Walk down Peninsular Plaza months ago and you did notice a shoe store with their signboard covered by a ‘Closing Down Sale’ Banner. If you hadn’t been there before (over the past decade), you shouldn’t be surprise. After all, the store look just like any other store, except that it probably is closing down.

More than five years ago, when I was walking down that path, I thought the same. I never got to know the real name of the shop since the signboard is always covered by the banner. Then a year or two past and the shop remained, never closing down. For once, I thought the name of the shoe shop was ‘Closing Down Sale’ but I abandon that idea after figuring out that there’s a few letters protruding from the real signboard behind the banner.

A few more years past, and the shop remained standing, with the same old banner, selling different shoes, but nonetheless, still shoes and the shop looked exactly the same as the first time when I saw it – orange walls, filament bulb lighting. It is interesting to note that they seem to have more customers nowadays. Last month, I went there and told my Dad about the store. He replied that he noticed that store too; over the years, it seem that the ‘Closing Down Sale’ banner has become a permanent feature and they are using it as a business tactic to attract more people. I thought so, since I realised that the store never did close down.

I set foot on the path again today, everything was the same, the Old Chang Kee, the 7-eleven store.
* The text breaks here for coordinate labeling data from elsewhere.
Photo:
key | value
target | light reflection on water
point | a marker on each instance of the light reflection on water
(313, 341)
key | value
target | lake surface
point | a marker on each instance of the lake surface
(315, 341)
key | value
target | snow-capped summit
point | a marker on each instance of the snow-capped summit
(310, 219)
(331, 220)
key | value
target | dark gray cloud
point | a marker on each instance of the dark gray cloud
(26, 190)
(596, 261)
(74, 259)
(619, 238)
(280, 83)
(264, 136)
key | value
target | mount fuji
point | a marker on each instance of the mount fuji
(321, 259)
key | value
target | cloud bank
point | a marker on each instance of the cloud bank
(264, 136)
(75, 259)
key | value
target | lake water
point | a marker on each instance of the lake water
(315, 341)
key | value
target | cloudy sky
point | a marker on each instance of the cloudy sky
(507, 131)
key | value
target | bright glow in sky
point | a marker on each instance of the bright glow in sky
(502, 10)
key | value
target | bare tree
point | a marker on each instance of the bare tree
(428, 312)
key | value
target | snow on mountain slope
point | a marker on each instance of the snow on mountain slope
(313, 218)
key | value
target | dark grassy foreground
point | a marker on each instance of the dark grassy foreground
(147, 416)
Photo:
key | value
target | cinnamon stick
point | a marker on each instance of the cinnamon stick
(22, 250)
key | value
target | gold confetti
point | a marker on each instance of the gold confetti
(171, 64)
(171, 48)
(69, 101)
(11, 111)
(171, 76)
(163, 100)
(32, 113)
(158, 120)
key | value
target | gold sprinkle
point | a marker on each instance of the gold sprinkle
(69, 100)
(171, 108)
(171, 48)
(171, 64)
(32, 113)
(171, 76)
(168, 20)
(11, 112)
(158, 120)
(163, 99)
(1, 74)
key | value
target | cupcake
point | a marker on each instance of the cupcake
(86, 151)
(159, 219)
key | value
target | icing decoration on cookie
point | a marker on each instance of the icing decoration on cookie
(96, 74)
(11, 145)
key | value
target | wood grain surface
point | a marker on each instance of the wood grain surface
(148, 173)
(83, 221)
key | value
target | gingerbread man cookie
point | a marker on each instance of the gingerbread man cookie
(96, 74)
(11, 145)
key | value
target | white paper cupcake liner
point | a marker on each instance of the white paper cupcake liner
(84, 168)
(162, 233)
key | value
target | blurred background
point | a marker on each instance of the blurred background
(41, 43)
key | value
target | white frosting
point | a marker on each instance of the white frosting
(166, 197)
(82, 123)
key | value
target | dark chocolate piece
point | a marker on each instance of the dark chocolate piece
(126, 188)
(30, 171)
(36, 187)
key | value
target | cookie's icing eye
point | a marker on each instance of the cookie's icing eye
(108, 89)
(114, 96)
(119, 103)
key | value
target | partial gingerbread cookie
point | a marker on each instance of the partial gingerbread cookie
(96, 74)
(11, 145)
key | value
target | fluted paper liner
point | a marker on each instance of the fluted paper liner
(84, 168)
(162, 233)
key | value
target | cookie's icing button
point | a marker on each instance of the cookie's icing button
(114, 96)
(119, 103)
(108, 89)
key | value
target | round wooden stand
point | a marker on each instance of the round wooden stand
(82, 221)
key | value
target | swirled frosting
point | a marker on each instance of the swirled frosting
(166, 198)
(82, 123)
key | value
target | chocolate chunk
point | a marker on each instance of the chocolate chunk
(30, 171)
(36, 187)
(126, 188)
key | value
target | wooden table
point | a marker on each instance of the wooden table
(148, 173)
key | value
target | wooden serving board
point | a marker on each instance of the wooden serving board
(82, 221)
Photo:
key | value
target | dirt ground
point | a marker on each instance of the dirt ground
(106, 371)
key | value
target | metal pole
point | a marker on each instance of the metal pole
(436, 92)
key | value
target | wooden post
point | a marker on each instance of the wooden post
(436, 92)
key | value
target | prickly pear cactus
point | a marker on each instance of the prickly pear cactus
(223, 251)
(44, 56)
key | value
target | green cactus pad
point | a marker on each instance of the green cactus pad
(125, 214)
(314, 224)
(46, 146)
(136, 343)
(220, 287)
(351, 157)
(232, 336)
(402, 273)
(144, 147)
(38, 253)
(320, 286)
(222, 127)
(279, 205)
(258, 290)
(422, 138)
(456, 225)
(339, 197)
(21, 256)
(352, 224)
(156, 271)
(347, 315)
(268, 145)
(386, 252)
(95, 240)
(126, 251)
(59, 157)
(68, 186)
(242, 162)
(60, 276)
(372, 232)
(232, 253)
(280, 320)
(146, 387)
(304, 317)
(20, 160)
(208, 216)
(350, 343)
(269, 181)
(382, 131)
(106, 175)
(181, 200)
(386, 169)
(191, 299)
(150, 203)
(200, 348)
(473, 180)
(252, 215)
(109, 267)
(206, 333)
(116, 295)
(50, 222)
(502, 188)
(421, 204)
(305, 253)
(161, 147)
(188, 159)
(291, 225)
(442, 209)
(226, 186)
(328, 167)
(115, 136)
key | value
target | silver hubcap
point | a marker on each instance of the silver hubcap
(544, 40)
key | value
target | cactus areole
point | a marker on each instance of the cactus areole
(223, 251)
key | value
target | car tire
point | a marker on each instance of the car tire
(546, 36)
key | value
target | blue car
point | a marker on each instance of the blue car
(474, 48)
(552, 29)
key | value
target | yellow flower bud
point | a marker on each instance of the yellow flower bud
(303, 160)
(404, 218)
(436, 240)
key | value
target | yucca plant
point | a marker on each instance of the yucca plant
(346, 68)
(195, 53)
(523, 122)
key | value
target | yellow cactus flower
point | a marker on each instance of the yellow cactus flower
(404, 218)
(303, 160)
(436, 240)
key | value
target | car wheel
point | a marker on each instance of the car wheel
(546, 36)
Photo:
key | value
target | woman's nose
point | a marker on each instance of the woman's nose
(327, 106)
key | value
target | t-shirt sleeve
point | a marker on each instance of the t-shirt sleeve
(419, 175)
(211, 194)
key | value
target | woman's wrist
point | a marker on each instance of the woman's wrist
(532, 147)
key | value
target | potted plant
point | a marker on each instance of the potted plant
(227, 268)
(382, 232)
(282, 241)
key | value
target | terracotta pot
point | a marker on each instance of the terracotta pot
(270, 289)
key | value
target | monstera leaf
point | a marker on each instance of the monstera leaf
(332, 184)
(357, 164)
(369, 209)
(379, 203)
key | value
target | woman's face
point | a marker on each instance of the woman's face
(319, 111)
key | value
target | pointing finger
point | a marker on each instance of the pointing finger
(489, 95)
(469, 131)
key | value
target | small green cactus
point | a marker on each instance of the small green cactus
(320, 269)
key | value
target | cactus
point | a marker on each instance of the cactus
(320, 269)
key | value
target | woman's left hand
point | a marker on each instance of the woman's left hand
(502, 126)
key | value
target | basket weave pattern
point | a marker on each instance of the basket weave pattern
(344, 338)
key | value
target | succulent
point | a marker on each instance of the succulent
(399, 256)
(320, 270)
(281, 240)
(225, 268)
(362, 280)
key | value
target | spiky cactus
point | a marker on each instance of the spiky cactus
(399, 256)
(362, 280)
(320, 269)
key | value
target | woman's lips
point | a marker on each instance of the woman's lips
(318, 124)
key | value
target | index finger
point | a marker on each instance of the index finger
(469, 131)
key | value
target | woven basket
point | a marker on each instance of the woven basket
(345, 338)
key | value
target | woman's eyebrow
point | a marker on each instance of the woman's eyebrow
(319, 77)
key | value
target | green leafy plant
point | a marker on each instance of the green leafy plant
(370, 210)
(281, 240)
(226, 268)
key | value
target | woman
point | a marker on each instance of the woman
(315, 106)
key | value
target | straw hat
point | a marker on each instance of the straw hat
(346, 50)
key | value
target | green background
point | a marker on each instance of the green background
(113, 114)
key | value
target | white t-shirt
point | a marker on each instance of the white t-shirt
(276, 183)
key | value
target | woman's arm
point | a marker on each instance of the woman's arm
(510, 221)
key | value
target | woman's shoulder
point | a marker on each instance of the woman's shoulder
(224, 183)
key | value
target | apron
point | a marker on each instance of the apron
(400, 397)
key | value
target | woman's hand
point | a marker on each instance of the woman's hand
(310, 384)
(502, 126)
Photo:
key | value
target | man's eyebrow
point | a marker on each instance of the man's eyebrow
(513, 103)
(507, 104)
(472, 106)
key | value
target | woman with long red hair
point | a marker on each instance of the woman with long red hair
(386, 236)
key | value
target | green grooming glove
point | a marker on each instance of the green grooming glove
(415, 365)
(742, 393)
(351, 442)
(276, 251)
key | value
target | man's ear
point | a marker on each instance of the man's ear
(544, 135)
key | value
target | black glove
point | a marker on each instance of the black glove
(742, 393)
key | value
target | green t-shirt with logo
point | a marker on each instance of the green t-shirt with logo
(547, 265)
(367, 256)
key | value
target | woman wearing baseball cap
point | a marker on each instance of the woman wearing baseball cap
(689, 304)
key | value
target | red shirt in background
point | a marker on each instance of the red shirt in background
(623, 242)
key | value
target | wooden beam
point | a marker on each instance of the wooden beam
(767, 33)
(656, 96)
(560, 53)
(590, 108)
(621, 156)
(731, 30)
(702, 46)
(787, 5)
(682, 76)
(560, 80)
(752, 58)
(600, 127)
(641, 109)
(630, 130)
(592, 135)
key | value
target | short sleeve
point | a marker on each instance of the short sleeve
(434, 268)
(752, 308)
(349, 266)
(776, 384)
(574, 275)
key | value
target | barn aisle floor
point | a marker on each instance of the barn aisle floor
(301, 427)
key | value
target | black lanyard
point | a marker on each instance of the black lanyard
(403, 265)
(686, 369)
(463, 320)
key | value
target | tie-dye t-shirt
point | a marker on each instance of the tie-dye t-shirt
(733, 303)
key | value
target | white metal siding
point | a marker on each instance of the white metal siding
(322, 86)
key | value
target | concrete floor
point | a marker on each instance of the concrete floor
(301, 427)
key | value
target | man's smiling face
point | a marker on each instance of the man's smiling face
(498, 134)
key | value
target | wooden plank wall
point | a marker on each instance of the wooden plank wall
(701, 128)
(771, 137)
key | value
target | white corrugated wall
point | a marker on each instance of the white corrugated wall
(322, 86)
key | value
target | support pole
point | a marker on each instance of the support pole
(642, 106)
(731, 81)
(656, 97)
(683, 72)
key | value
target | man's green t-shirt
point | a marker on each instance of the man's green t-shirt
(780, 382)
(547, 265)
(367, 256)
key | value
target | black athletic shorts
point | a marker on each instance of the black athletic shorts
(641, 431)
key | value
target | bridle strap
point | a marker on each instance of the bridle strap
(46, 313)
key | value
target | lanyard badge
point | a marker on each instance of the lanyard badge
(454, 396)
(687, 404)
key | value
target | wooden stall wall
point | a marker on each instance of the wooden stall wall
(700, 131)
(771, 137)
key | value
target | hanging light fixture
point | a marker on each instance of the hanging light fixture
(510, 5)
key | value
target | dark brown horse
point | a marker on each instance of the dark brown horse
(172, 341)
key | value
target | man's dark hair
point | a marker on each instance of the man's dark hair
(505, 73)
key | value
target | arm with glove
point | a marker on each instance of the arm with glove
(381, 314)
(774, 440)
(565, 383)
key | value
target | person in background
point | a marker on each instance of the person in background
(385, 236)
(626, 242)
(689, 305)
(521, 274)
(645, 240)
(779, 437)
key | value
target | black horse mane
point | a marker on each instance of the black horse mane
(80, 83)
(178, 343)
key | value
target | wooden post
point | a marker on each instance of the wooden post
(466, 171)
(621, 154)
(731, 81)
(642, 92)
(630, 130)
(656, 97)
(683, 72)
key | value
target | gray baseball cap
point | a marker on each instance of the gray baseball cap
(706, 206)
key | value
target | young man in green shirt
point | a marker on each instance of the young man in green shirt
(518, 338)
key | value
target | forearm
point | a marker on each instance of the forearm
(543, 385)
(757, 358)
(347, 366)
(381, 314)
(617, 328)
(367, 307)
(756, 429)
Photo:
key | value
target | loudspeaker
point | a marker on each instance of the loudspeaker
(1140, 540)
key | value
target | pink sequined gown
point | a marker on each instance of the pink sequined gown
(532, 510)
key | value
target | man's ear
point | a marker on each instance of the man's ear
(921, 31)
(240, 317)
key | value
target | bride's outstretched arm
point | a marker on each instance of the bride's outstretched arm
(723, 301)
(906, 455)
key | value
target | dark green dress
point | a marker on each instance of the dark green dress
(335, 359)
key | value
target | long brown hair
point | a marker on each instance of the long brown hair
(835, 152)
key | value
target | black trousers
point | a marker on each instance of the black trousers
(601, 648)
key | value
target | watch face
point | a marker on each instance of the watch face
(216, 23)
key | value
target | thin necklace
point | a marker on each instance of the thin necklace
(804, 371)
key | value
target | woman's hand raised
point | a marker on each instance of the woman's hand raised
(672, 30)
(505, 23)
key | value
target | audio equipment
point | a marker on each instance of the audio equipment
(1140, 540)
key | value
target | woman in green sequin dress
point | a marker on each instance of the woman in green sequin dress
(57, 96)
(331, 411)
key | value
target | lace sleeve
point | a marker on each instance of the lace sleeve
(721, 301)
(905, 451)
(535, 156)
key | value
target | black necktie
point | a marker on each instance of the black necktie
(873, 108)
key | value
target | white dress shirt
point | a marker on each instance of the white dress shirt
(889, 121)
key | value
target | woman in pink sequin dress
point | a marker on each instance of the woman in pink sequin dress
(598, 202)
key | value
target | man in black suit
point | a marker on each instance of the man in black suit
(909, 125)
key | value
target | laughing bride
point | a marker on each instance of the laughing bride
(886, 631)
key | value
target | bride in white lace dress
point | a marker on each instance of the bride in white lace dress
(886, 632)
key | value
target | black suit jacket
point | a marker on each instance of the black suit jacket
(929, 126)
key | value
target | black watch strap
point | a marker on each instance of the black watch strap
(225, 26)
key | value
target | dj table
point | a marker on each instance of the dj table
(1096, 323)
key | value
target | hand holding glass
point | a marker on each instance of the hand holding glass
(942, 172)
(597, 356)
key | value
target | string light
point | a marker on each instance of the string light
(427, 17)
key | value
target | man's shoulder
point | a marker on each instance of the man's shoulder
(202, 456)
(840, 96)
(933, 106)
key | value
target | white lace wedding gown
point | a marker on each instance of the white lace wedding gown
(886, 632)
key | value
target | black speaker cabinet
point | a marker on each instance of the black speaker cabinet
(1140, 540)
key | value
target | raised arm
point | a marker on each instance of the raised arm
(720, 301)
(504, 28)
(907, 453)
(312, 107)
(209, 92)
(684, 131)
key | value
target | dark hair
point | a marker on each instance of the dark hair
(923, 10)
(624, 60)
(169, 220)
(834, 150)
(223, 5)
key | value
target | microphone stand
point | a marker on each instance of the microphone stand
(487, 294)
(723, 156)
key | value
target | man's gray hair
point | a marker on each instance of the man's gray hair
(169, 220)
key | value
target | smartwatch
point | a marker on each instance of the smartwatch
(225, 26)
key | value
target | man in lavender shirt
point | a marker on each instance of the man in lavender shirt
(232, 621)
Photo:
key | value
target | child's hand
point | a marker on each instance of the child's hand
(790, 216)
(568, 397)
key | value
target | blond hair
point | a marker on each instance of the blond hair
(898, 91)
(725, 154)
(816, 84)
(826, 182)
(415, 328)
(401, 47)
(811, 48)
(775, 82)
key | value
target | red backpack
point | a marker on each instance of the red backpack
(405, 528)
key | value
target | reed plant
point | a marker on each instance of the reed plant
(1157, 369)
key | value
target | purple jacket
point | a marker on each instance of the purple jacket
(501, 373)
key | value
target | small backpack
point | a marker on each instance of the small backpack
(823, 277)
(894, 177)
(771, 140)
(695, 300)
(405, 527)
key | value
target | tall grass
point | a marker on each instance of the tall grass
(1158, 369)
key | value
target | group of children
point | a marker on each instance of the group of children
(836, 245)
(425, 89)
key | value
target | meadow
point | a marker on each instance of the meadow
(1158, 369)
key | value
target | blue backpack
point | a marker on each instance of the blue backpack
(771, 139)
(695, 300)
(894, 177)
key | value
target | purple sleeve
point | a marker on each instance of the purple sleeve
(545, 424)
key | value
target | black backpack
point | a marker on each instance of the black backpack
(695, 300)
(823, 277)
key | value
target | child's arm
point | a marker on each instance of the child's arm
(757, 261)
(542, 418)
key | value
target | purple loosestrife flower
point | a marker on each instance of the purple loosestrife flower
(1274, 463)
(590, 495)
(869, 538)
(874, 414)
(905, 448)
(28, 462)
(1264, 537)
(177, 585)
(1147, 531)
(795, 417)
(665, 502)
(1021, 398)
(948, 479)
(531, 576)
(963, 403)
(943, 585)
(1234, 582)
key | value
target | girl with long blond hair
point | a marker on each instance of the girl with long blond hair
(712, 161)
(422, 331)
Then I realised something was missing from the picture – the familiar orange-colored store, the ‘Closing Down Sale’ banner is gone. The shop really closed down. It simply feels odd. We all never thought it did close down. After all, it’s been years.

We take too many things for granted, things that seem to exist permanently will not, but we tend to think otherwise. There are things you really hate, like school, some people, and I really did hate that particular store that put up the ‘Closing Down Sale’ banner for years. But the moment you realised it is gone, you find it odd. It is not as if the banner or the store played a part in my life before its absence, it is not as though I really think the schools needs some forgiving on my part, but when these things are gone, you know you can’t hate them anymore. Our stand, our assertion are all too distinct, too comfortable for us, so much so that when the opposition force cease to exist, we feel emptiness. We hate, for the sake of hating, too often, we lose our rationality in our hatred.

For a moment, we should cease to hate and think about the reasons behind all our hatred.